Albuquerque Journal

City Council rules stem from rowdy meetings in past years

- DAN McKAY Metro Beat

City Council President Dan Lewis says he simply was enforcing the rules this week when he ordered an audience member to take down a flag and — after the person refused — told him to leave the chambers.

The dispute ended up bringing the whole meeting to a halt, as security escorted everyone out of the room. The man with the flag, Silvio Dell’Angela, left on his own eventually.

The meeting picked up again later, but police wouldn’t let Dell’Angela back into the chambers.

Lewis said after the meeting that enforcing the rule is simply a way to ensure “we’re treating everyone fairly.”

Council rules prohibit large signs, props, posters and banners. The goal is to avoid the rowdy atmosphere of council meetings two years ago, when activists brought in a fake coffin, congregate­d in groups around the speaker’s podium and jeered city officials. Protesters even took over the meeting one night.

Lewis said he took care this week to be polite, but firm, in asking Dell’Angela to comply with the rules.

“We give the public a lot of leeway,” Lewis said.

Not the first time

Dell’Angela, for his part, said he did nothing wrong. His flag wasn’t obstructin­g anyone’s view, he said, and once security officers took it down, he simply sat in his seat quietly and refused to move.

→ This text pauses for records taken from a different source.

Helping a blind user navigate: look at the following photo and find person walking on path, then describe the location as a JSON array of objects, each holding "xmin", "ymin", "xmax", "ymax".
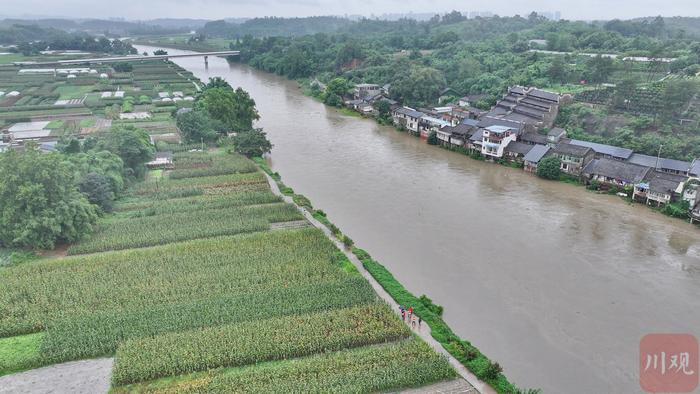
[
  {"xmin": 411, "ymin": 315, "xmax": 417, "ymax": 328},
  {"xmin": 418, "ymin": 316, "xmax": 422, "ymax": 328},
  {"xmin": 401, "ymin": 309, "xmax": 406, "ymax": 321}
]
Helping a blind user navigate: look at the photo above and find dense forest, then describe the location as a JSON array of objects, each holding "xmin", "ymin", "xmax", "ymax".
[{"xmin": 200, "ymin": 13, "xmax": 700, "ymax": 161}]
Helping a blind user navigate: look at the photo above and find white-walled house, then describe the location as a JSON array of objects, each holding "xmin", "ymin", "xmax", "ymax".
[
  {"xmin": 481, "ymin": 125, "xmax": 517, "ymax": 159},
  {"xmin": 392, "ymin": 107, "xmax": 424, "ymax": 134}
]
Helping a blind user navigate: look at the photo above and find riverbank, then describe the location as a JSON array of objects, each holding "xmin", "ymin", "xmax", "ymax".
[{"xmin": 254, "ymin": 158, "xmax": 519, "ymax": 394}]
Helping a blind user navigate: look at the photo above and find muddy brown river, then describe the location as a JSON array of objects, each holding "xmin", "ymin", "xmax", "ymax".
[{"xmin": 138, "ymin": 46, "xmax": 700, "ymax": 393}]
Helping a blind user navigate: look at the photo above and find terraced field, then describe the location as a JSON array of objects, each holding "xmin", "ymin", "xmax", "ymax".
[{"xmin": 0, "ymin": 152, "xmax": 455, "ymax": 392}]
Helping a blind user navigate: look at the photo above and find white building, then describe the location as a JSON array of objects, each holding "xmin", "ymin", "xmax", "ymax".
[{"xmin": 481, "ymin": 125, "xmax": 517, "ymax": 159}]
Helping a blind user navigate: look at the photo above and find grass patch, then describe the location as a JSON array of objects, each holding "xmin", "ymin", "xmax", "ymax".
[{"xmin": 0, "ymin": 333, "xmax": 44, "ymax": 376}]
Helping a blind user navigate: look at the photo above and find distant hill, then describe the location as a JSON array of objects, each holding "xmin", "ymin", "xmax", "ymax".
[{"xmin": 201, "ymin": 16, "xmax": 352, "ymax": 38}]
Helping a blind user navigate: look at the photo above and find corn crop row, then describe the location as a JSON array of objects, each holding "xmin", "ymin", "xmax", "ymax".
[
  {"xmin": 112, "ymin": 304, "xmax": 406, "ymax": 385},
  {"xmin": 113, "ymin": 338, "xmax": 455, "ymax": 393}
]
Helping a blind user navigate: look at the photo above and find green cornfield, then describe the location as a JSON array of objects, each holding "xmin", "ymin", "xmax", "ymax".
[
  {"xmin": 1, "ymin": 229, "xmax": 347, "ymax": 337},
  {"xmin": 114, "ymin": 191, "xmax": 282, "ymax": 218},
  {"xmin": 67, "ymin": 203, "xmax": 303, "ymax": 254},
  {"xmin": 112, "ymin": 304, "xmax": 408, "ymax": 385},
  {"xmin": 114, "ymin": 339, "xmax": 455, "ymax": 393}
]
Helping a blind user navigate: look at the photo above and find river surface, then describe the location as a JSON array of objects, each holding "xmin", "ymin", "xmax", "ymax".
[{"xmin": 137, "ymin": 46, "xmax": 700, "ymax": 394}]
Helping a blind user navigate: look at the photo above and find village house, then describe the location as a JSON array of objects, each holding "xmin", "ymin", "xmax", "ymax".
[
  {"xmin": 419, "ymin": 115, "xmax": 451, "ymax": 138},
  {"xmin": 568, "ymin": 139, "xmax": 633, "ymax": 161},
  {"xmin": 523, "ymin": 144, "xmax": 551, "ymax": 173},
  {"xmin": 468, "ymin": 129, "xmax": 484, "ymax": 152},
  {"xmin": 552, "ymin": 142, "xmax": 595, "ymax": 176},
  {"xmin": 633, "ymin": 171, "xmax": 687, "ymax": 206},
  {"xmin": 519, "ymin": 131, "xmax": 547, "ymax": 145},
  {"xmin": 582, "ymin": 158, "xmax": 652, "ymax": 188},
  {"xmin": 627, "ymin": 153, "xmax": 693, "ymax": 176},
  {"xmin": 458, "ymin": 94, "xmax": 488, "ymax": 108},
  {"xmin": 438, "ymin": 123, "xmax": 477, "ymax": 147},
  {"xmin": 546, "ymin": 127, "xmax": 567, "ymax": 145},
  {"xmin": 353, "ymin": 83, "xmax": 381, "ymax": 100},
  {"xmin": 484, "ymin": 86, "xmax": 561, "ymax": 132},
  {"xmin": 504, "ymin": 141, "xmax": 534, "ymax": 162},
  {"xmin": 392, "ymin": 107, "xmax": 424, "ymax": 134},
  {"xmin": 481, "ymin": 125, "xmax": 518, "ymax": 159}
]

It’s certainly not the first time Dell’Angela has clashed with the city.

The flag display is a longtime source of attention, flaring up periodical­ly over the last couple of years, though not as intensely as it did this week. There have been other disputes, too.

In 2013, the city agreed to a $14,000 settlement after the American Civil Liberties Union of New Mexico accused a police oversight board of violating the free-speech rights of Dell’Angela and four others when it refused to let them speak on certain topics at a meeting.

A spokesman for the ACLU said Tuesday that the group hadn’t reviewed the recent dispute.

Reasonable limits

City Attorney Jessica Hernandez said the law allows for reasonable limits on “how members of the public address the council, and the council rules are a reasonable way to allow the public to speak during council meetings while maintainin­g order and fairness.”

People can display flags and other material, she said, as long the material is small enough to be displayed on the council’s overhead projector during the person’s speaking time.

“The council wants to allow members of the public an equal opportunit­y to be heard and for each speaker to have the council members’ full attention while speaking,” Hernandez said. “Larger displays or displays that go beyond the speaker’s time at the podium create a distractio­n for the council members and members of the audience.”